Os três partidos da coligação prevêem que uma redução de ministros e vice-ministros poderá poupar mil milhões de euros por ano a partir de 2029
As formações holandesas Democratas 66, Partido Popular para a Liberdade e a Democracia (VVD) e Apelo Democrata Cristão (CDA) apresentaram hoje o seu programa de coligação, que inclui grandes investimentos na defesa, novos impostos para financiar a segurança, regras mais rigorosas sobre as redes sociais e amplas reformas governamentais. Os três grupos apresentaram uma nova “contribuição para a liberdade” que exigirá pagamentos tanto dos cidadãos como das empresas para fortalecer a segurança nacional. A partir de 2028, os cidadãos deverão contribuir com 3,4 mil milhões de euros, enquanto as empresas pagarão 1,7 mil milhões de euros, de acordo com o acordo de coligação de D66, VVD e CDA, que também pretende tornar juridicamente vinculativa a nova meta de gastos com defesa da NATO. “Isso proporciona a certeza de longo prazo que nossos militares merecem”, disseram as partes. O apoio à Ucrânia continuará, que receberá novas dotações entre 2027 e 2029, incluindo 3 mil milhões de euros em ajuda militar e mais de 400 milhões de euros em assistência adicional.
Os três partidos da coligação prevêem que uma redução de ministros e vice-ministros poderia poupar mil milhões de euros por ano a partir de 2029, uma dinâmica que seria acompanhada pela modernização da administração pública, com melhorias de eficiência que poderiam potencialmente reduzir custos até 400 milhões de euros por ano. A coligação minoritária também planeia investir 1,5 mil milhões de euros na educação e na investigação científica, mas a supervisão dos programas oferecidos em outras línguas que não o holandês será eliminada.

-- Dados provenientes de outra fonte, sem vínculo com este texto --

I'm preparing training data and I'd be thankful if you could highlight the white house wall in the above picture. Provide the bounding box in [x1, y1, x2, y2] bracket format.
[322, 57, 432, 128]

Outro tema abordado pela D66, VVD e CDA está relacionado ao uso das redes sociais por menores. A nova coligação apela a uma regulamentação mais rigorosa das principais plataformas online e a uma idade mínima europeia obrigatória de 15 anos para a utilização das redes sociais, para garantir que a Internet permaneça “segura e saudável”. O governo irá também apelar à introdução de um sistema de educação digital mais adequado e de regras mais rigorosas sobre a utilização de telemóveis nas escolas.